Book 3, chapter 5, paragraph 09

[De la richesse commerciale, Sismondi, 1803, Original, 285-286]

   Les règlements fabriques de drap, par exemple, fixent avec la plus grande précision, la longueur, la largeur, la qualité des laines, et le nombre des fils de chaîne qu’on devra employer dans la fabrique de chaque ville en particulier; ils infligent des amendes pour toute déviation de cet ordre établi, et chaque règlement contient un article analogue au § 9 du règlement du 20 Novembre 1708 (3), portant: «les marchands fabricants et les entrepreneurs de manufactures, ne pourront faire d’autres draps pour le Levant, que ceux des qualités portées par le présent règlement.» Ce qui revient à peu près à dire, il est défendu aux fabricants, soit de profiter des nouvelles découvertes et du perfectionnement de l’industrie, soit de se conformer au goût des consommateurs (4).

[Translation]

   The regulations of manufactories of woollen textile, for example, specify, with the greatest precision, the length, the width, the quality of wool, and the number of warp which should be employed in each city in particular. They provide that the manufactories should be fined if they deviate from this standard, and each regulation contains an article similar to clause 9 of the regulation of 20 November 1708 (3), which read that “manufacturing tradesmen and entrepreneurs of manufactories will not be allowed to produce other woollen textile for Levant than that of qualities specified by the present regulation.” This means virtually to say that manufacturers are prohibited from profiting both from new discoveries and improvement of industry and from conforming to taste of consumers (4).

Saturday, 28 August 2010

Book 3, chapter 5, paragraph 08

[De la richesse commerciale, Sismondi, 1803, Original, 284-285]

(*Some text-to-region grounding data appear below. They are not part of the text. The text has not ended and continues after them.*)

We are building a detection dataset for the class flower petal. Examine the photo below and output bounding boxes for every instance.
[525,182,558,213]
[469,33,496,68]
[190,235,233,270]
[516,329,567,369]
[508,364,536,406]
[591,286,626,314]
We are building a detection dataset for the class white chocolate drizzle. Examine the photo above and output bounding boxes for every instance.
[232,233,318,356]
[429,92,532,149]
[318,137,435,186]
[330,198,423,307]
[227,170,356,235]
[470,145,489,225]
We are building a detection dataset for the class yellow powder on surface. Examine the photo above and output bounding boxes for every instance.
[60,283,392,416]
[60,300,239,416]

   Le second motif qu’on a allégué au Législateur pour obtenir de lui en faveur des corps de métiers le droit d’admettre ou de rejeter de nouveaux confrères, n’est pas mieux fondé que celui que nous venons d’examiner. On lui a donné à entendre, qu’il était nécessaire de repousser tous ceux qui ne donneraient pas une preuve de leur habileté, en faisant leur chef-d’œuvre; sans quoi l’on verrait dégénérer rapidement les arts et l’industrie; et c’est aussi pour cela qu’on a étayé cette première loi des corps de métiers, d’une foule de règlements sur la manière dont doivent travailler les artisans, sur les qualités que doit avoir leur ouvrage, et sur les visites de jurés auxquelles il convient de l’assujettir; comme si les consommateurs auxquels il est destiné, et qui n’achètent que ce qui leur convient, n’étaient pas les meilleurs de tous les jurés pour l’inspection des fabriques.

[Translation]

   The second reason for which the legislator should accord trade associations the right to admit or reject new colleagues is no better grounded than that which we have examined. It has been suggested to him that it is necessary to reject those who would not show proof of their ability, producing their masterpiece. Otherwise, we could see arts and industry rapidly decline. Moreover, for that, we have reinforced this first law of trade associations, with a host of regulations upon the way for artisans to work, upon the due quality of their work, and upon the visitation of jurors of associations to which they should be exposed. This is as if the consumer at whom their work is to arrive and who buy only what pleases him were not the best juror for the inspection of manufactories.